I can't think of any obvious reasons why it would be wrong to include industry fixed effects in the 2SLS part of this approach (i.e., 2SLS with Probit correction), but I am not sure about statistical/econometrical implications of doing it. I have looked at some studies that used this approach (e.g., Adams et al. 2009, Cameron et al. 1988, Dubin and McFadden 1984) and they don't seem to emphasize that the same set of fixed effects should be included in all three models (i.e., Probit and 2SLS).
I would greatly appreciate your inputs.
References:
- Adams, R., Almeida, H. and Ferreira, D., 2009. Understanding the relationship between founder–CEOs and firm performance.

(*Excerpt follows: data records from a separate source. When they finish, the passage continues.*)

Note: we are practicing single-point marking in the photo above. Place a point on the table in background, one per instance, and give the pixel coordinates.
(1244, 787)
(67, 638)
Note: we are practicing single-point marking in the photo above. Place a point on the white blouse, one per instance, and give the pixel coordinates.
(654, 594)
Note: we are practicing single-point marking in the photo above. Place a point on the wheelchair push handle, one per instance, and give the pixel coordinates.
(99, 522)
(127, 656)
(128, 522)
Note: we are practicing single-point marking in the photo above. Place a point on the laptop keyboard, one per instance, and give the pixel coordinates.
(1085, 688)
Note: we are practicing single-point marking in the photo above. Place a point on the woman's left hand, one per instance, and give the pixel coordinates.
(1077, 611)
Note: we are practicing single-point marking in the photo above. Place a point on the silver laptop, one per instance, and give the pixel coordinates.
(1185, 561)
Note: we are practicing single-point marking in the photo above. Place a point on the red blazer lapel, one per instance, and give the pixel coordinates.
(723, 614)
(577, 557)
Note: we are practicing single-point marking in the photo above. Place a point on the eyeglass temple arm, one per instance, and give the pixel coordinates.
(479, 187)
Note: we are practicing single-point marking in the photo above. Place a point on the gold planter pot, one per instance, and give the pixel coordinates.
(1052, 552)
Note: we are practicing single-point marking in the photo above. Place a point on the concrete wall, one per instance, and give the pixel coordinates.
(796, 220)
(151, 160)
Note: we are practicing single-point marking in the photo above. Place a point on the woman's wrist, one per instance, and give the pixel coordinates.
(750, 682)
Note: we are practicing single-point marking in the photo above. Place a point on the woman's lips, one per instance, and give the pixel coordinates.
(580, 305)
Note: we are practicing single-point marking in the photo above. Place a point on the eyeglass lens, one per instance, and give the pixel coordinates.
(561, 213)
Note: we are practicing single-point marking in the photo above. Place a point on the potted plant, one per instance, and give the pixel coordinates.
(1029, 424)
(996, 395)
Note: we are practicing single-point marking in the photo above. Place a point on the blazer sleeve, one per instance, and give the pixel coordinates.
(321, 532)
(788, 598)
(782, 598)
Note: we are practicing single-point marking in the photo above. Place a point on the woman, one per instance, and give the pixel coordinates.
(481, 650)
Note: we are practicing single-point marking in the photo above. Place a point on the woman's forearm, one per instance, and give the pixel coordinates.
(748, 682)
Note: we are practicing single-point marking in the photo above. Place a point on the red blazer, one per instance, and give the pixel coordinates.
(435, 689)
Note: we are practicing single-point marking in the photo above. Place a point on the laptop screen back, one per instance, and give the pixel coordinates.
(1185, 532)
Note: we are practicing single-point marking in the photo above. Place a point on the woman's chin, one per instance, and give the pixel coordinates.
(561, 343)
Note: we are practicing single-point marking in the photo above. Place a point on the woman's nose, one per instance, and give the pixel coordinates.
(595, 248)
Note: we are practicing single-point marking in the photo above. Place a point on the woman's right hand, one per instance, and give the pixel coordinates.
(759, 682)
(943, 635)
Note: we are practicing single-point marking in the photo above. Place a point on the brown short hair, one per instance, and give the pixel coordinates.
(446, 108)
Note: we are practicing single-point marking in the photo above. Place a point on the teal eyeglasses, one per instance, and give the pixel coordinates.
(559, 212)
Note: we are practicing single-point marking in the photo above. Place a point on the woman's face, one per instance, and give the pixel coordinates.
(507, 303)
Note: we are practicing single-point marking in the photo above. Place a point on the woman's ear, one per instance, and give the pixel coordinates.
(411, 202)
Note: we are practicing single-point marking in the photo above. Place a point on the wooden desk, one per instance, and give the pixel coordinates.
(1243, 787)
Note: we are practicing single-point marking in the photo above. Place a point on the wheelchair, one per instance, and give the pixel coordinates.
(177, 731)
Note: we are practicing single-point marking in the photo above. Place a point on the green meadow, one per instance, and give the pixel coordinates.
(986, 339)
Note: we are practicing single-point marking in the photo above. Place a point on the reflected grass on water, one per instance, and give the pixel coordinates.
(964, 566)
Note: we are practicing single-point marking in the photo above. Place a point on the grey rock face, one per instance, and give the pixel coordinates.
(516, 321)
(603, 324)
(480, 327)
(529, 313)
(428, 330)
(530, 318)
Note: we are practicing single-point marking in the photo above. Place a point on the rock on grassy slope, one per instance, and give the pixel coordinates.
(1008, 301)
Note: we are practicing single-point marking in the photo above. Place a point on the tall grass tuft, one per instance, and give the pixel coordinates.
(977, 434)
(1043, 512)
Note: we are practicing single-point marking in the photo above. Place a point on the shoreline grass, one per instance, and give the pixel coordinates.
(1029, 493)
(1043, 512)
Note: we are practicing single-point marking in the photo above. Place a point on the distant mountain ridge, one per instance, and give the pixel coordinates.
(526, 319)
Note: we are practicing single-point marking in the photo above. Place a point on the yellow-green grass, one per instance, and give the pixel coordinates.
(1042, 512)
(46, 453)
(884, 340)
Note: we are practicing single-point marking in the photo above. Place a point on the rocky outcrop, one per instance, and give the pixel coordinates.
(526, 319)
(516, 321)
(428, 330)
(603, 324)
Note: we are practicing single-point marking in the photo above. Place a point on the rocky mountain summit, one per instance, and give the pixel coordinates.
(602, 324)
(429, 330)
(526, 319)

Journal of empirical Finance, 16(1), pp.136-150.
- Cameron, A.C., Trivedi, P.K., Milne, F. and Piggott, J., 1988. A microeconometric model of the demand for health care and health insurance in Australia. The Review of economic studies, 55(1), pp.85-106.
- Dubin, J.A. and McFadden, D.L., 1984. An econometric analysis of residential electric appliance holdings and consumption. Econometrica: Journal of the Econometric Society, pp.345-362.
- Wooldridge, J.M., 2002. Econometric Analysis of Cross Section and Panel Data. MIT Press, Cambridge, MA.